Tuesday, December 13, 2011

The Slow Road to Yuanization

How can it be that the state is not giving the North Korean people distribution, rice costs 5,000 North Korean won per kilo, the Chinese Yuan is trading for up to 1,000 North Korean won in some markets, and yet nobody appears to be starving?


This, in essence, is the conundrum troubling North Korea watchers today.


Some are really concerned. Here's Joo Seong Ha of North Korea Real Talk (from Ask a Korean!);
The price of rice in North Korea is not cheap even compared to South Korea's rice price. Unless it comes from an expensive brand, the price of rice in South Korea is under $2 per kilo. In other words, North Korean rice price is around half of South Korean rice price. Considering the huge disparity between the incomes of North and South Korea, the fact that North Koreans buy rice at this price is astonishing.
Joo believes that there is at least the risk that these rapidly rising prices portend impending famine. But, whether or not he is correct, it is certainly noticeable that his concerns are rooted more in the fact that he cannot assimilate the situation in any other way given the evidence available to him than because he has actual evidence of encroaching devastation.
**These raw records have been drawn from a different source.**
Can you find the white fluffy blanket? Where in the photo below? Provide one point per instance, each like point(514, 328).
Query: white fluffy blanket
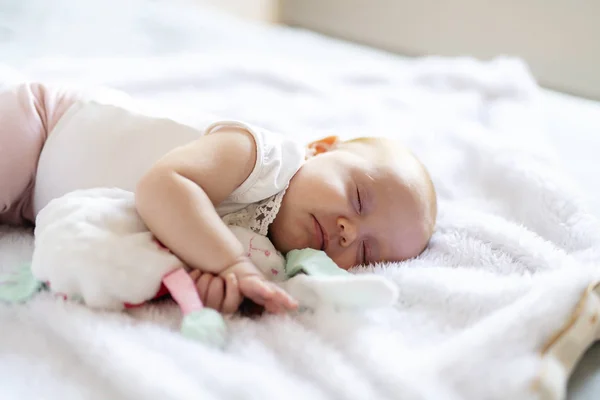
point(498, 307)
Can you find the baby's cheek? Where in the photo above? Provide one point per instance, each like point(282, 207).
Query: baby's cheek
point(344, 258)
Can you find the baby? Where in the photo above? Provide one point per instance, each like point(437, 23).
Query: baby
point(361, 201)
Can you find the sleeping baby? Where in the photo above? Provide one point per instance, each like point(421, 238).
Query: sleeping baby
point(361, 201)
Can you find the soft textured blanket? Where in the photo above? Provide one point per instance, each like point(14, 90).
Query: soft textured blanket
point(499, 306)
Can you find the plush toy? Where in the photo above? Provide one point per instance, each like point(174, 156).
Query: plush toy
point(91, 246)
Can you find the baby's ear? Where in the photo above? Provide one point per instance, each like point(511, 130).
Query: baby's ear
point(322, 145)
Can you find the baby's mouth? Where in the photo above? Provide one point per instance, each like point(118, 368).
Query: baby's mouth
point(319, 234)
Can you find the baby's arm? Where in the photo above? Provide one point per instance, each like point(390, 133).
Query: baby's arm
point(177, 199)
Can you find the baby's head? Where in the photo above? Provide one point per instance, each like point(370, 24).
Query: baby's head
point(361, 201)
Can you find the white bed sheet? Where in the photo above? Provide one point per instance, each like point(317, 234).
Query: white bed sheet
point(52, 40)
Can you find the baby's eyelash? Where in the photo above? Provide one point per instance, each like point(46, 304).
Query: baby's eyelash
point(364, 253)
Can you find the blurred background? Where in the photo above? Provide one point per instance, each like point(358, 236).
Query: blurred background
point(559, 39)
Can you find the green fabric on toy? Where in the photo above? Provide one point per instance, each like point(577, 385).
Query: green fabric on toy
point(18, 285)
point(112, 260)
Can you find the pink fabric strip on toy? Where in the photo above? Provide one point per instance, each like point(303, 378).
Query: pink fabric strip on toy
point(183, 290)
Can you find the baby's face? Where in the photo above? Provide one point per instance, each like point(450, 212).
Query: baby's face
point(360, 204)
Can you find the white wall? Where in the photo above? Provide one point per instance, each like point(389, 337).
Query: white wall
point(560, 39)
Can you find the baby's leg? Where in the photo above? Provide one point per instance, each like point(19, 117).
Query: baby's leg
point(28, 112)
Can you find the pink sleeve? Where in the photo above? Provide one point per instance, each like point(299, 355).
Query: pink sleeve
point(28, 112)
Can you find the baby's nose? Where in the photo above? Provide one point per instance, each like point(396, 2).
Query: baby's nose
point(347, 231)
He continues;
In the spring of 1995, in Pyongyang, I saw the rice price going from 50 won per kilo to 200 won per kilo in just two or three months. And then two or three months later, mass starvation deaths began to occur everywhere in North Korea, and the regime declared the March of Struggle. But it is the fall right now, when rice just finished getting harvested -- and the price is already rising. I would rest a little easier if someone could explain to me that this is not a repeat of 1995.
Admittedly, his worries seem on the prima facie evidence available to be valid. 5,000 North Korean won per kilo is not a sustainable price for people earning around 5,000 North Korean won per month, after all. 


So what's the deal? 


Obviously nobody is saying there is no hunger. There presumably is. Similarly, it is not that Mr. Joo is wrong. No; instead, I wonder whether he and many others are looking at the wrong signal. In other words, I wonder whether the Yuan has become so overwhelmingly ubiquitous that North Korea has become the first ever 'Yuanized' state, and that, as a result, the price of rice denominated in North Korean won is becoming irrelevant because the buyers buy and the sellers sell in Chinese Yuan, and almost nobody is prepared to keep their savings in domestic currency. 
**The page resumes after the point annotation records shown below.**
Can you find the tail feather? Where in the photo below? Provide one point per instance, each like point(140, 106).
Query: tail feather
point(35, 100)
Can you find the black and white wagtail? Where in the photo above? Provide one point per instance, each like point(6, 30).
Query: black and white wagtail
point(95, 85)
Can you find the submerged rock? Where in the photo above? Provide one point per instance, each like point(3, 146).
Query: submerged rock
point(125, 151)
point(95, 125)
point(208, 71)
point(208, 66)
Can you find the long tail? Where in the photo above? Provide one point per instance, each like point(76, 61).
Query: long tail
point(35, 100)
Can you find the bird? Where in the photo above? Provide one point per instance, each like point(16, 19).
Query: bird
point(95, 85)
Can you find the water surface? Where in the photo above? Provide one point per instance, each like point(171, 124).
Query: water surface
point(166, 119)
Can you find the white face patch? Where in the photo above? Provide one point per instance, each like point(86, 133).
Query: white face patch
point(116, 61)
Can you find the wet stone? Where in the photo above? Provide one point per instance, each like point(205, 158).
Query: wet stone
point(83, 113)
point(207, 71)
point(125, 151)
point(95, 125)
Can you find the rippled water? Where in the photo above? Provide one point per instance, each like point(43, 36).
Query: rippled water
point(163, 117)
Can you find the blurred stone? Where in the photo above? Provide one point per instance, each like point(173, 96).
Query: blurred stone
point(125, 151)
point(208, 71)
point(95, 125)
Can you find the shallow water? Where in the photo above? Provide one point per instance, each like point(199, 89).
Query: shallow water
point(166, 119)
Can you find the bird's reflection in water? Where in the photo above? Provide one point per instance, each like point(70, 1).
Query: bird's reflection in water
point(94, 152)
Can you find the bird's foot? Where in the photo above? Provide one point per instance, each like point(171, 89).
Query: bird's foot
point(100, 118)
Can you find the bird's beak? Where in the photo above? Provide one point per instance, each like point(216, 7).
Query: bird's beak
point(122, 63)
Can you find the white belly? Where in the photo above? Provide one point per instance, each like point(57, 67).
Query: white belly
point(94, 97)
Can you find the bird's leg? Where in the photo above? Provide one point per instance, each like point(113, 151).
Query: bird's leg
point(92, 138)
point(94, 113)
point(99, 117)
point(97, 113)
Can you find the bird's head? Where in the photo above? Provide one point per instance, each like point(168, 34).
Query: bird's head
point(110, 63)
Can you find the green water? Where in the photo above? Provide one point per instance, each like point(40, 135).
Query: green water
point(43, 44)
Were that to be the case, while it may suit the media to devote column inches to the skyrocketing price of rice, if few people are actually paying in that currency, then it is irrelevant, isn't it?


However, that is not precisely cause for celebration either, for if the government keeps forcing those parts of the economy it still controls to operate on North Korean won then there may well be a great deal of hunger and possible starvation, just as Mr. Joo predicted. This fits well with the narrative of a degraded and hungry military that has been a feature of analysis for some time. Equally, it will come as no comfort whatsoever to the "vulnerable people who have no access to the market" or those charged with providing aid to those people, and equally the statement, "helping the completely helpless in a state with no social safety net nor obvious desire to help its own people is something that only aid can realistically do at this point," also appears doomed to remain true for the foreseeable future.